Damn him. He’s so good that he doesn’t leave me any room to argue, and that says a lot because I always have room to argue.

“You ready?” He passes me a helmet, running his fingers through his wind-blown blond hair.

“Where’s yours?” I ask.

He shrugs. “I only have one.”

“Isn’t it dangerous to be on a bike without a helmet?”

“No, if something happens, the helmet’s not going to help much … not on the highway anyway.”

He’s not helping to ease my nerves … at all. “Then why do I have to wear one?”

Grabbing the helmet from my hands, he pulls the straps out and gently places it over my head. His hands stay there a little longer than they probably need to. “Because it makes me feel better.”

I’m really going to do this, I think as I peer through the tinted visor. I’m going to get on this little machine with nothing over my head, going God knows how fast. This can’t really be anyone’s idea of fun … can it?

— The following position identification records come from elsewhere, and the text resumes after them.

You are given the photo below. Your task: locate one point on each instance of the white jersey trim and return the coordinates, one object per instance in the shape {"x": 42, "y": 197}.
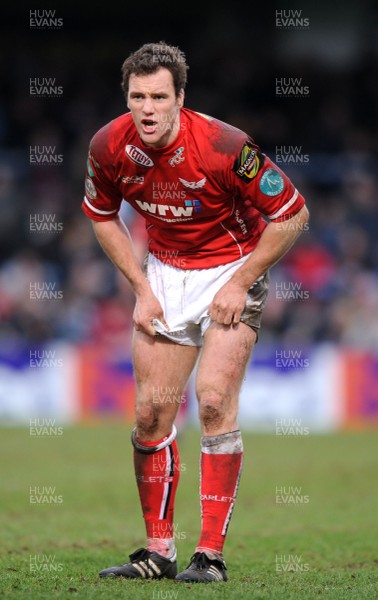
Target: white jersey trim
{"x": 97, "y": 210}
{"x": 285, "y": 206}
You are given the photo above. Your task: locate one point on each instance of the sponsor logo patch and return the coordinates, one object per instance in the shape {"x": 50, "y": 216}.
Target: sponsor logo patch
{"x": 138, "y": 156}
{"x": 193, "y": 185}
{"x": 271, "y": 182}
{"x": 177, "y": 157}
{"x": 133, "y": 179}
{"x": 248, "y": 163}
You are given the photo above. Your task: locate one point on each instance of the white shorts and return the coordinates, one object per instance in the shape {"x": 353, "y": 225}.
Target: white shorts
{"x": 186, "y": 294}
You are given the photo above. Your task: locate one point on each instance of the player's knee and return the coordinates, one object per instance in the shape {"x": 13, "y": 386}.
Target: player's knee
{"x": 212, "y": 408}
{"x": 147, "y": 420}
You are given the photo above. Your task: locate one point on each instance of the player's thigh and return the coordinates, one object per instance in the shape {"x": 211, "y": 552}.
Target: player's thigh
{"x": 225, "y": 355}
{"x": 160, "y": 366}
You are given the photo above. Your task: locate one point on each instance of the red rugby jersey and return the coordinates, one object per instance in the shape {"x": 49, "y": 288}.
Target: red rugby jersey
{"x": 203, "y": 196}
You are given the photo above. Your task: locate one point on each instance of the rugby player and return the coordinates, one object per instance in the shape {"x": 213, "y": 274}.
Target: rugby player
{"x": 214, "y": 206}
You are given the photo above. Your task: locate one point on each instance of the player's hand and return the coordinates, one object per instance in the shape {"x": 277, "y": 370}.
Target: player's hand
{"x": 228, "y": 304}
{"x": 147, "y": 308}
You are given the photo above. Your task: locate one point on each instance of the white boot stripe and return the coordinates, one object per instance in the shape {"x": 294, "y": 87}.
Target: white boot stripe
{"x": 154, "y": 566}
{"x": 212, "y": 570}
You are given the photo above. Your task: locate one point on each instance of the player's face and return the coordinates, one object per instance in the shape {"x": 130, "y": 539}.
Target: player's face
{"x": 155, "y": 107}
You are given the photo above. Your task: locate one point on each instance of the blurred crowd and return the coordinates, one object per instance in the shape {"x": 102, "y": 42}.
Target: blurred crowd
{"x": 329, "y": 139}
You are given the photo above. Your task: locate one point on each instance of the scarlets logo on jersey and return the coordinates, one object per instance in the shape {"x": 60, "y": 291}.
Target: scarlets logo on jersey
{"x": 248, "y": 163}
{"x": 138, "y": 156}
{"x": 193, "y": 185}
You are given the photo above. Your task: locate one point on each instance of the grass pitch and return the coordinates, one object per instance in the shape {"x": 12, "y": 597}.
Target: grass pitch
{"x": 304, "y": 526}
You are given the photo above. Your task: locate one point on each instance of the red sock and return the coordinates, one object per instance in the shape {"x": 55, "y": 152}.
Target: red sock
{"x": 157, "y": 476}
{"x": 221, "y": 465}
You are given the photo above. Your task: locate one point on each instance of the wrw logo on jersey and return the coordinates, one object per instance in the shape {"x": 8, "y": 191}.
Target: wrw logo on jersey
{"x": 165, "y": 210}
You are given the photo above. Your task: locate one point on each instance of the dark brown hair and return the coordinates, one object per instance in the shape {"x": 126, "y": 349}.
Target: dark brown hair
{"x": 151, "y": 57}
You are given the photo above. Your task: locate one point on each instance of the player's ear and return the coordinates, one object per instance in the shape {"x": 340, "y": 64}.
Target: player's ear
{"x": 180, "y": 99}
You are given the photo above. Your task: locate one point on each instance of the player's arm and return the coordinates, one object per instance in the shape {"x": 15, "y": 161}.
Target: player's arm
{"x": 276, "y": 240}
{"x": 114, "y": 238}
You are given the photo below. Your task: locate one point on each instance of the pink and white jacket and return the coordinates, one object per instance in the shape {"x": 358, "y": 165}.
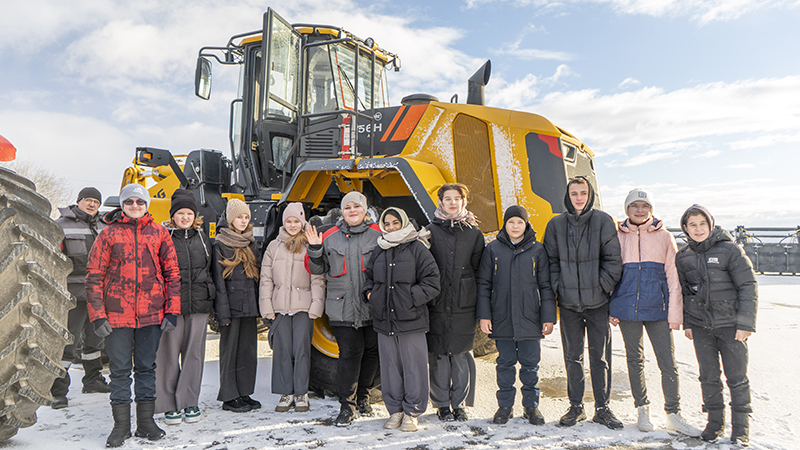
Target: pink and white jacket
{"x": 649, "y": 289}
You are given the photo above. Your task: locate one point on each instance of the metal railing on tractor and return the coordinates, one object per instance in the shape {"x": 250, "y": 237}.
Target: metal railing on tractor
{"x": 770, "y": 249}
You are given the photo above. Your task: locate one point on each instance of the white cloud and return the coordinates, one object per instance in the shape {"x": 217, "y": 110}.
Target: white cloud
{"x": 701, "y": 11}
{"x": 651, "y": 115}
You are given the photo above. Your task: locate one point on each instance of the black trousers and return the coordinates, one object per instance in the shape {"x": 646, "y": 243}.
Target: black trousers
{"x": 709, "y": 346}
{"x": 238, "y": 358}
{"x": 357, "y": 365}
{"x": 592, "y": 324}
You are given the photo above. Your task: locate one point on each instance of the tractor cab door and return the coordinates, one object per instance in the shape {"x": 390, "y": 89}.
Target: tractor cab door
{"x": 275, "y": 98}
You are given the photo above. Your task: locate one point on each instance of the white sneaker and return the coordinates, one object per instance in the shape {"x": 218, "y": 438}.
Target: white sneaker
{"x": 409, "y": 423}
{"x": 286, "y": 402}
{"x": 301, "y": 403}
{"x": 644, "y": 423}
{"x": 393, "y": 422}
{"x": 676, "y": 424}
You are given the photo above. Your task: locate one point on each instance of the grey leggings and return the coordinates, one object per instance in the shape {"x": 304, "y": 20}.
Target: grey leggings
{"x": 661, "y": 338}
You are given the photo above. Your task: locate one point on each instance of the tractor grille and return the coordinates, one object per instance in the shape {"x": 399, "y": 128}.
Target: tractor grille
{"x": 320, "y": 145}
{"x": 474, "y": 168}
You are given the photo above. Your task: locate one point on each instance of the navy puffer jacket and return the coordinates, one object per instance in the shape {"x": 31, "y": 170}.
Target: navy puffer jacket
{"x": 514, "y": 287}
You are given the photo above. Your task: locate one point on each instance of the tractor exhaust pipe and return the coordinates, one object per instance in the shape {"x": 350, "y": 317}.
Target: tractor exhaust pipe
{"x": 476, "y": 83}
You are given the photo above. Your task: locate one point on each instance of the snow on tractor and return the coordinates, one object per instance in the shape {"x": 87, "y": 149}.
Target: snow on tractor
{"x": 313, "y": 122}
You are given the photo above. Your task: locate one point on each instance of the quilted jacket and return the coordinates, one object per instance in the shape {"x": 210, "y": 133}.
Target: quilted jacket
{"x": 649, "y": 289}
{"x": 132, "y": 278}
{"x": 286, "y": 286}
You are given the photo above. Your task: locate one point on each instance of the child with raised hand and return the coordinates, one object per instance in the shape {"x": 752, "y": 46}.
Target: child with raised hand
{"x": 516, "y": 308}
{"x": 236, "y": 273}
{"x": 720, "y": 298}
{"x": 293, "y": 298}
{"x": 400, "y": 281}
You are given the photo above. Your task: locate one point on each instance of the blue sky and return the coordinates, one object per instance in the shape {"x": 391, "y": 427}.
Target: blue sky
{"x": 698, "y": 101}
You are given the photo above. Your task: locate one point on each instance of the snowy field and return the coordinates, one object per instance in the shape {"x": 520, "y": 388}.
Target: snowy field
{"x": 774, "y": 371}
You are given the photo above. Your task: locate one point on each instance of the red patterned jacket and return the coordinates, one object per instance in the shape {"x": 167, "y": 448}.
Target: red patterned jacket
{"x": 132, "y": 277}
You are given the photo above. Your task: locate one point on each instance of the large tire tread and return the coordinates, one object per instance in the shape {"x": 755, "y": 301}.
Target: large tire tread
{"x": 34, "y": 303}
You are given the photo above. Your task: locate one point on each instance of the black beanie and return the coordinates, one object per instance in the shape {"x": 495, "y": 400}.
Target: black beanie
{"x": 182, "y": 198}
{"x": 695, "y": 210}
{"x": 90, "y": 192}
{"x": 515, "y": 211}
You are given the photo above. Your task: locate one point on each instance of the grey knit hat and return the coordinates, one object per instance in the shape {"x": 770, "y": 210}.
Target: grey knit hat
{"x": 355, "y": 197}
{"x": 235, "y": 208}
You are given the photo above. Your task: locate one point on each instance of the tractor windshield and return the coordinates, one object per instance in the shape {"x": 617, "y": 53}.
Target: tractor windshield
{"x": 331, "y": 80}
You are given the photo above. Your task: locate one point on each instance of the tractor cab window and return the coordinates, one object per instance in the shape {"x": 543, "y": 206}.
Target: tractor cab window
{"x": 332, "y": 83}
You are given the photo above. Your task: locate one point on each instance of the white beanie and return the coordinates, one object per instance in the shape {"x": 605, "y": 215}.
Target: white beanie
{"x": 134, "y": 191}
{"x": 638, "y": 194}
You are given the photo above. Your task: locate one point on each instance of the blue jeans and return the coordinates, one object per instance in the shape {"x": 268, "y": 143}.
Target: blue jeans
{"x": 528, "y": 354}
{"x": 141, "y": 344}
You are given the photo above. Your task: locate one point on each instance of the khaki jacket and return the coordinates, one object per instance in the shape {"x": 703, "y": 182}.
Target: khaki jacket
{"x": 286, "y": 286}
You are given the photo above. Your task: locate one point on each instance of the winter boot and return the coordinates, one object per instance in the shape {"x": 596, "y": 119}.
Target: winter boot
{"x": 715, "y": 426}
{"x": 740, "y": 428}
{"x": 145, "y": 425}
{"x": 94, "y": 382}
{"x": 122, "y": 425}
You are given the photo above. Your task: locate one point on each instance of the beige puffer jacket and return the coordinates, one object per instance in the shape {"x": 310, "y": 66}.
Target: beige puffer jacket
{"x": 286, "y": 286}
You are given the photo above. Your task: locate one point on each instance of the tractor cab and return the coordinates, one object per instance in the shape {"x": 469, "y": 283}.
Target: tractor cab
{"x": 304, "y": 92}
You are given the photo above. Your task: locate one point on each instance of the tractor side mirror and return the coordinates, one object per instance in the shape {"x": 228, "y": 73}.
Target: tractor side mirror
{"x": 202, "y": 78}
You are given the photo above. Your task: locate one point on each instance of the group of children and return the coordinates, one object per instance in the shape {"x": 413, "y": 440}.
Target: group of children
{"x": 407, "y": 300}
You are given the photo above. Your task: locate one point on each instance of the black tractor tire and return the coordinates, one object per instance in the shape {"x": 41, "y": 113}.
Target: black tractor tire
{"x": 34, "y": 303}
{"x": 322, "y": 379}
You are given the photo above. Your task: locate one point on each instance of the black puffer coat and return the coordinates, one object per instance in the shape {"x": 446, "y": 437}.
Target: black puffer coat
{"x": 457, "y": 250}
{"x": 237, "y": 296}
{"x": 401, "y": 280}
{"x": 585, "y": 256}
{"x": 514, "y": 287}
{"x": 194, "y": 260}
{"x": 718, "y": 284}
{"x": 80, "y": 231}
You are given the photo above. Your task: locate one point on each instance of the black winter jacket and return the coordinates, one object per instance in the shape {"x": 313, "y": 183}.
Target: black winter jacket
{"x": 514, "y": 287}
{"x": 585, "y": 257}
{"x": 457, "y": 250}
{"x": 237, "y": 296}
{"x": 401, "y": 281}
{"x": 80, "y": 231}
{"x": 194, "y": 259}
{"x": 718, "y": 284}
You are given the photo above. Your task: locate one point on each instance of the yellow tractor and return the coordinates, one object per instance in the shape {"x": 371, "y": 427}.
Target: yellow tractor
{"x": 313, "y": 122}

He climbs on the motorcycle, leaving just enough space on the back for me. “I promise to go five miles under the speed limit since this is your first time. Now hop on.”

Someone must have encased my feet in cement while I’ve been standing here because I can’t move. Fear is a crazy little thing, but the only way to get over it is to face it. My mind wants to, but my body isn’t on the same program yet.

“Lift one leg over the cycle and hold on to me tight.” He smirks like he finds this amusing. I kind of love-hate him right now.

I take one more deep breath and hoist my leg over the top, centering myself on the seat. I wrap my arms around his waist, burying my face in his leather jacket. “Is this too tight?”

“No, you’re good.”

“Then let’s get out of here before I change my mind.”